2. A class CompareSets that computes the Jaccard similarity of two sets of integers – two sets of hashed shingles.
3. A class MinHashing that builds a minHash signature (in the form of a vector or a set) of a given length n from a given set of integers (a set of hashed shingles).
4. A class CompareSignatures that estimates similarity of two integer vectors – minhash signatures – as a fraction of components, in which they agree.
5. (Optional task for extra 2 bonus) A class LSH that implements the LSH technique: given a collection of minhash signatures (integer vectors) and a similarity threshold t, the LSH class (using banding and hashing) finds all candidate pairs of signatures that agree on at least fraction t of their components.

To test and evaluate scalability (the execution time versus the size of input dataset) of your implementation, write a program that uses your classes to find similar documents in a corpus of 5-10 documents.

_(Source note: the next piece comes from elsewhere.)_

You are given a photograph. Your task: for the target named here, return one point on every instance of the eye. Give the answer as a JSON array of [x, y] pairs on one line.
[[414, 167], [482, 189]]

Choose a similarity threshold s (e.g., 0,8) that states that two documents are similar if the Jaccard similarity of their shingle sets is at least s. 

Datasets
For documents, see the datasets in the UC Irvine Machine Learning Repository (https://archive.ics.uci.edu/ml/index.php), or find other documents such as web pages or emails.
To find more datasets follow this link (https://github.com/awesomedata/awesome-public-datasets)

The Dataset considered for these assignment is "BBC Full Text Document Classification" and it has been made available on Kaggle. (https://www.kaggle.com/shivamkushwaha/bbc-full-text-document-classification/download)
This dataset contains 2225 .txt documents belonging to five different cetegory:
- business
- entertainment
- politics
- sport
- tech

In [1]:
from pathlib import Path

def retrieve_file(data_folder, file_name):
    file_to_open = data_folder / file_name
    f = open(file_to_open)
    return f.read().replace('\n', ' ')

business_folder = Path("bbc-full-text-document-classification/bbc/business")
entertainment_folder = Path("bbc-full-text-document-classification/bbc/entertainment")
politics_folder = Path("bbc-full-text-document-classification/bbc/politics")
sport_folder = Path("bbc-full-text-document-classification/bbc/sport")
tech_folder = Path("bbc-full-text-document-classification/bbc/tech")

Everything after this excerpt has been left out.